Die FREIE WÄHLER Stadtratsfraktion lehnt die Einführung einer verpflichtenden Zusatzabgabe von 2 Euro auf Eintrittskarten des Stadttheaters Ingolstadt ab. Nach Auffassung der Fraktion muss die Stadt bei ihrer Gebührenpolitik mit gleichen Maßstäben handeln.
„Seit Jahren wird bei nahezu jeder Gebührenerhöhung argumentiert, dass bereits geringe Preissteigerungen zu einem Rückgang der Nachfrage führen können. Dann muss diese Argumentation auch für Theaterkarten gelten. Der Besucher bezahlt den Endpreis – unabhängig davon, ob dieser als Eintrittspreis oder Kulturabgabe bezeichnet wird“, erklärt Fraktionsvorsitzender Hans Stachel.
Die FREIEN WÄHLER sehen zudem keinen Sinn darin, eine neue verpflichtende Abgabe mit zusätzlichem Verwaltungsaufwand einzuführen. Sollte tatsächlich Spielraum für einen höheren Ticketpreis bestehen, müsse dieser angesichts der angespannten Haushaltslage konsequent genutzt werden, um das Defizit des Stadttheaters zu reduzieren.
„Wenn zwei Euro mehr pro Eintrittskarte vertretbar sind, dann sollten diese Einnahmen direkt dem Theaterhaushalt zugutekommen und nicht über eine neue Abgabe mit zusätzlicher Bürokratie verwaltet werden. Gerade jetzt braucht die Stadt eine konsequente und glaubwürdige Finanzpolitik“, so Hans Stachel.
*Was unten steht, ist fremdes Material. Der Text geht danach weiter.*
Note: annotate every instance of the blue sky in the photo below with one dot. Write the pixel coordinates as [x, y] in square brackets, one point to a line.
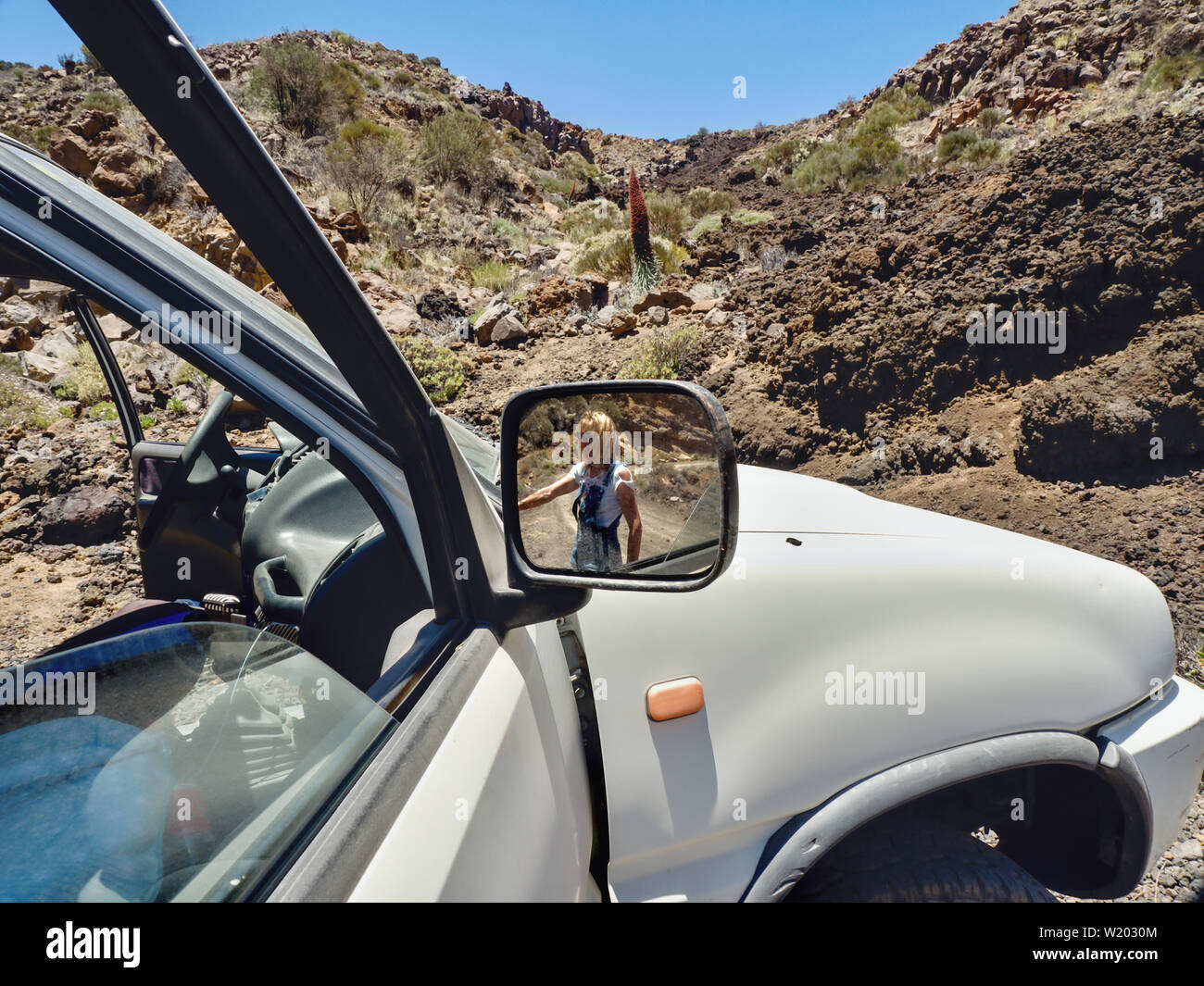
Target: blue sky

Für die FREIE WÄHLER Stadtratsfraktion ist klar: Neue Pflichtabgaben lösen keine strukturellen Finanzprobleme. Statt neuer Bürokratie braucht Ingolstadt eine transparente Haushaltspolitik und eine konsequente Verwendung möglicher Mehreinnahmen zur Entlastung des städtischen Haushalts.